The data life cycle provides a high level overview of the stages involved in successful management and preservation of data for use and reuse. Multiple versions of a data life cycle exist with differences attributable to variation in practices across domains or communities. The DataONE data life cycle was developed by the DataONE Leadership Team in collaboration with the broader DataONE community, and built upon the life cycle model put forward by the National Science Foundation in the original DataNet solicitation.

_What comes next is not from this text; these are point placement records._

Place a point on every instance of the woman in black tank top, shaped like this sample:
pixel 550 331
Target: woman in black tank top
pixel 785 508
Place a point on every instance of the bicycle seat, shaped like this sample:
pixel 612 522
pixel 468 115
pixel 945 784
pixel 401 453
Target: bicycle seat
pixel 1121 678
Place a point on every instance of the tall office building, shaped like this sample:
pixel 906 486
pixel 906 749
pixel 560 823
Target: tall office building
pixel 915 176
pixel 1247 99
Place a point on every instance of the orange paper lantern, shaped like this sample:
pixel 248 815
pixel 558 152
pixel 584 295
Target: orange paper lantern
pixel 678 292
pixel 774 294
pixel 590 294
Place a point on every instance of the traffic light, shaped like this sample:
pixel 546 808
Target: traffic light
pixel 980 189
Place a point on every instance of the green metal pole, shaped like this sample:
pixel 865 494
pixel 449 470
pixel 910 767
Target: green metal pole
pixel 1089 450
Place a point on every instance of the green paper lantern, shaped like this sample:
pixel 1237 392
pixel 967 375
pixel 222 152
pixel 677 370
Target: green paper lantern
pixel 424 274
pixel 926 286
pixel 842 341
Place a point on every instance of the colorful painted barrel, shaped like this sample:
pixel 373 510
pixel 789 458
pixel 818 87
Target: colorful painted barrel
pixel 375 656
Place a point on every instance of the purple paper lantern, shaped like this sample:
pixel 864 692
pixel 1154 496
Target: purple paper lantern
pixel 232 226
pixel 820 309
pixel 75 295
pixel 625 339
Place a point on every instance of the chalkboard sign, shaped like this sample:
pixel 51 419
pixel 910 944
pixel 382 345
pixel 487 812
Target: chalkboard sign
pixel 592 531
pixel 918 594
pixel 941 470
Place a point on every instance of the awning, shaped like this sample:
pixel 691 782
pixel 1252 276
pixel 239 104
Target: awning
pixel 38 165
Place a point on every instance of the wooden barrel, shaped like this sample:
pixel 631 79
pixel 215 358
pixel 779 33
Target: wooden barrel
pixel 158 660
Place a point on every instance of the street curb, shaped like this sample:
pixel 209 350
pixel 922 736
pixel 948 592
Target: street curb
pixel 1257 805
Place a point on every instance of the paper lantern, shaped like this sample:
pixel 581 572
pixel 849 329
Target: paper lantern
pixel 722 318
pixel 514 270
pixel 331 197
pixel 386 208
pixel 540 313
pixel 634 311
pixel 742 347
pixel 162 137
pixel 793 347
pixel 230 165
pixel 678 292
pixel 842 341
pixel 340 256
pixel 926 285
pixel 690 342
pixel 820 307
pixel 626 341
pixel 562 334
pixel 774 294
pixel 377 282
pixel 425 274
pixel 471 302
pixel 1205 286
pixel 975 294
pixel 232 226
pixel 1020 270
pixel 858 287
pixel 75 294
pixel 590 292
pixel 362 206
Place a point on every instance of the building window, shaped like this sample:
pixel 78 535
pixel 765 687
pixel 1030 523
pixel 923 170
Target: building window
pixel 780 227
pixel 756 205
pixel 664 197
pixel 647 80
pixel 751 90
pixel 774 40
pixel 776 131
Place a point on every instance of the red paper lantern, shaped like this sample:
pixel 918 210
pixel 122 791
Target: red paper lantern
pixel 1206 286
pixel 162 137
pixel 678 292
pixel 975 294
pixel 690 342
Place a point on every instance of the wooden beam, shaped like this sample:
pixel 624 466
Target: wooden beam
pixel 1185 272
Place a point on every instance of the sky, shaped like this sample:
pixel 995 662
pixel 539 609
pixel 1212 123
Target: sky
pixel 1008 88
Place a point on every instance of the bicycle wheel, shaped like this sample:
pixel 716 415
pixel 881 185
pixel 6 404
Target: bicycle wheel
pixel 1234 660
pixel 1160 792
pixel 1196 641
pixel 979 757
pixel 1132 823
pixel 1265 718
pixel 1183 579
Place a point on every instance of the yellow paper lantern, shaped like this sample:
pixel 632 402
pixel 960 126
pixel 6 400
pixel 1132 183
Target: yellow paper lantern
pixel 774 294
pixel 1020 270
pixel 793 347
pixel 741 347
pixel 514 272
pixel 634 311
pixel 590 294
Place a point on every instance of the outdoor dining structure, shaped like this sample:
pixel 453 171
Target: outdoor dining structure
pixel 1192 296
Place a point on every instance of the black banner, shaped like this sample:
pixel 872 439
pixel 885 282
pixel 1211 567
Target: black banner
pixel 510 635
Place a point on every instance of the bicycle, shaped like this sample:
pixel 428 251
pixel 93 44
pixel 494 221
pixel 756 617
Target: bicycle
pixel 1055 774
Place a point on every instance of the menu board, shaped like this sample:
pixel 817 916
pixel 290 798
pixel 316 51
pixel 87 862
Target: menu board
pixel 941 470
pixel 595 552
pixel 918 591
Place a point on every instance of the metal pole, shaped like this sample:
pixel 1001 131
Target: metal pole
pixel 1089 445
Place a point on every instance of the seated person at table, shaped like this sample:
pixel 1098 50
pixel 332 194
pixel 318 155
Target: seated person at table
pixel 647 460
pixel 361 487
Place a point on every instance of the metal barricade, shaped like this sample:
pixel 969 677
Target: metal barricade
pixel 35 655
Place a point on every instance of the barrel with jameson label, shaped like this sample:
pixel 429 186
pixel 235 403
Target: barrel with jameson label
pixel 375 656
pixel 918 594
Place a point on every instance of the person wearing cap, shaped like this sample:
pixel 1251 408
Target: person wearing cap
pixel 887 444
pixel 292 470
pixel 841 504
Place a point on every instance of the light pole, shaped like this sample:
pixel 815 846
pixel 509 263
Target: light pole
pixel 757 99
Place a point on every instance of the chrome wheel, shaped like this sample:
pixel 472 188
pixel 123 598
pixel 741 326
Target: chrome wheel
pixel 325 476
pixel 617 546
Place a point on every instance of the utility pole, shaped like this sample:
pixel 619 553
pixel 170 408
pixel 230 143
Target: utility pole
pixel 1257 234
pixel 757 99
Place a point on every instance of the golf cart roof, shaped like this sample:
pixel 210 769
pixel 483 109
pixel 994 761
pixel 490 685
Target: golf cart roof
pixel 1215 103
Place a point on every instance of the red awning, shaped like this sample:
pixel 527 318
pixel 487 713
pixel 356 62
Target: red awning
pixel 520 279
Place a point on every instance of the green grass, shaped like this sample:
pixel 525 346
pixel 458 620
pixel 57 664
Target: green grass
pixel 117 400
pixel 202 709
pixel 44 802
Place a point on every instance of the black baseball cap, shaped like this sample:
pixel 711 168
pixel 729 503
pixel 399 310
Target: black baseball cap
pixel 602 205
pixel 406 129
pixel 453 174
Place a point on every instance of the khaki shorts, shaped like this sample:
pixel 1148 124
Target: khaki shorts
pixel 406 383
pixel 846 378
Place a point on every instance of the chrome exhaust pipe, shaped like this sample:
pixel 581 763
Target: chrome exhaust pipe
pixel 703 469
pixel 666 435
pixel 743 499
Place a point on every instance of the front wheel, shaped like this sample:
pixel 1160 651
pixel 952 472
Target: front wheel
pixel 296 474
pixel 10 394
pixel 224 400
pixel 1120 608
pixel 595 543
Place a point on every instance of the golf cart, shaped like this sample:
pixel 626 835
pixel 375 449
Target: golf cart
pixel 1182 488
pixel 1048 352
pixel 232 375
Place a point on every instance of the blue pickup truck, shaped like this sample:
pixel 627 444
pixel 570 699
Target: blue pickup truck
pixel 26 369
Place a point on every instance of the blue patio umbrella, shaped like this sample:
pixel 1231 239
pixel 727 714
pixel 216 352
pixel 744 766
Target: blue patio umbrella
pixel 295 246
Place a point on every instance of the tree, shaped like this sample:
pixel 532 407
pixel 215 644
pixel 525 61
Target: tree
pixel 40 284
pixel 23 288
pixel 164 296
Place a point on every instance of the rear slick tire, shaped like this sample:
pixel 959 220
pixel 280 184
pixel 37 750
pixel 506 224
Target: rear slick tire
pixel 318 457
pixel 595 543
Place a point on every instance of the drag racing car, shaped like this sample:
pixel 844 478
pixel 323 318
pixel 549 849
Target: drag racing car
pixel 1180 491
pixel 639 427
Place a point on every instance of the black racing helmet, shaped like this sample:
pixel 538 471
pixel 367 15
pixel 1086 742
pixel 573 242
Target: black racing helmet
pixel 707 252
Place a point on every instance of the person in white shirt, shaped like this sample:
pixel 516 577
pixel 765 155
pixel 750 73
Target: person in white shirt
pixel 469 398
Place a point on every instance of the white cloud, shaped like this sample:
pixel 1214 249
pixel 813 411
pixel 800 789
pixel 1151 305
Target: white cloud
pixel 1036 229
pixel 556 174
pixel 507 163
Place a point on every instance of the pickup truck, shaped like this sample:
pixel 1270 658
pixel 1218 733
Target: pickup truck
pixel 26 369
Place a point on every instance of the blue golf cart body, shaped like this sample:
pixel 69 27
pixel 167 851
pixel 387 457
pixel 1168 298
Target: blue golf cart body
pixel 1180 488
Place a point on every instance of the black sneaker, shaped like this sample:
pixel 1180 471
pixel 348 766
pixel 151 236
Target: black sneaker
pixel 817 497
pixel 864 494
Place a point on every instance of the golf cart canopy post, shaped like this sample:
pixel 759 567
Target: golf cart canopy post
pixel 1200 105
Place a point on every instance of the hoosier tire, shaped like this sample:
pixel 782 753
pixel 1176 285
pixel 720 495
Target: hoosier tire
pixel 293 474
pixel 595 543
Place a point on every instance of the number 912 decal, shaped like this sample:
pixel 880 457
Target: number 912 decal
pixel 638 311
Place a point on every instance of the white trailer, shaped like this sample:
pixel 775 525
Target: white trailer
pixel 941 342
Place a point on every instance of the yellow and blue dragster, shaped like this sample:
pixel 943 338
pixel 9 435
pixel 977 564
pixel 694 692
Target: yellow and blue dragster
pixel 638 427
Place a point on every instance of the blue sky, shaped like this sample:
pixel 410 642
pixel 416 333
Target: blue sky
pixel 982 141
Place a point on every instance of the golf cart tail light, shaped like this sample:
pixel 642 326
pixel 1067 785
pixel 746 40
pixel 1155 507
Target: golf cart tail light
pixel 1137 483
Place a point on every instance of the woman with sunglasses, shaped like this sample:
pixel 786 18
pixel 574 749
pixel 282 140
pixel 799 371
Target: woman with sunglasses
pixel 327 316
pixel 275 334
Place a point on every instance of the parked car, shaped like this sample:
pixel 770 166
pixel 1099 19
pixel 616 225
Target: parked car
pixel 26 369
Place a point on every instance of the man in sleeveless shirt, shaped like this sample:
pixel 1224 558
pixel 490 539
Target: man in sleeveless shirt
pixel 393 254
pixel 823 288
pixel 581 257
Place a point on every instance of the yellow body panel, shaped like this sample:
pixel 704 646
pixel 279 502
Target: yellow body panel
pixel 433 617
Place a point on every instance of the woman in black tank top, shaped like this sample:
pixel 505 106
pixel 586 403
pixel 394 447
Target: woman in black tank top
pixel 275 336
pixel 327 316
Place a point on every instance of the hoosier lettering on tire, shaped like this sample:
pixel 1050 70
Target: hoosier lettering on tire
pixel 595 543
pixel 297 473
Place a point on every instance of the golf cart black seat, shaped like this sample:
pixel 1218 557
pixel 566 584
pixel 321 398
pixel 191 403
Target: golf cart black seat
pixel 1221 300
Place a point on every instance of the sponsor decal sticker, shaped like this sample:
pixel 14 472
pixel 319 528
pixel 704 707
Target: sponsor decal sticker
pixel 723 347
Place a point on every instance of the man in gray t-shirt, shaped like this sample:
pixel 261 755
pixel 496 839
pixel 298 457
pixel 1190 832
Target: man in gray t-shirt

It serves as an underlying framework for the development of tools, services and education materials by DataONE.
Figure 1: The DataONE data life cycle.
The DataONE data life cycle has eight components:
- Plan: description of the data that will be compiled, and how the data will be managed and made accessible throughout its lifetime
- Collect: observations are made either by hand or with sensors or other instruments and the data are placed a into digital form
- Assure: the quality of the data are assured through checks and inspections
- Describe: data are accurately and thoroughly described using the appropriate metadata standards
- Preserve: data are submitted to an appropriate long-term archive (i.e. data center)
- Discover: potentially useful data are located and obtained, along with the relevant information about the data (metadata)
- Integrate: data from disparate sources are combined to form one homogeneous set of data that can be readily analyzed
- Analyze: data are analyzed
Some research activities might use only part of the life cycle; for instance, a project involving meta-analysis might focus on the Discover, Integrate, and Analyze steps, while a project focused on primary data collection and analysis might bypass the Discover and Integrate steps. In addition, other projects might not follow the linear path depicted here, or multiple revolutions of the cycle might be necessary. Further, some scientists or teams (e.g. those engaged in modeling and synthesis) may create new data in the process of discovering, integrating, analyzing, and synthesizing existing data.
Examples of how different users might progress through the data life cycle can be found in our user personas.
The data life cycle serves as a navigation tool for the DataONE Best Practices database, facilitating users in discovering recommendations on how to effectively work with their data across all stages the data life cycle. Software within the Investigator Toolkit has been designed to support researchers at multiple stages of the data life cycle. DataONE has developed data management education modules to aid educators and researchers in their training and self-learning activities.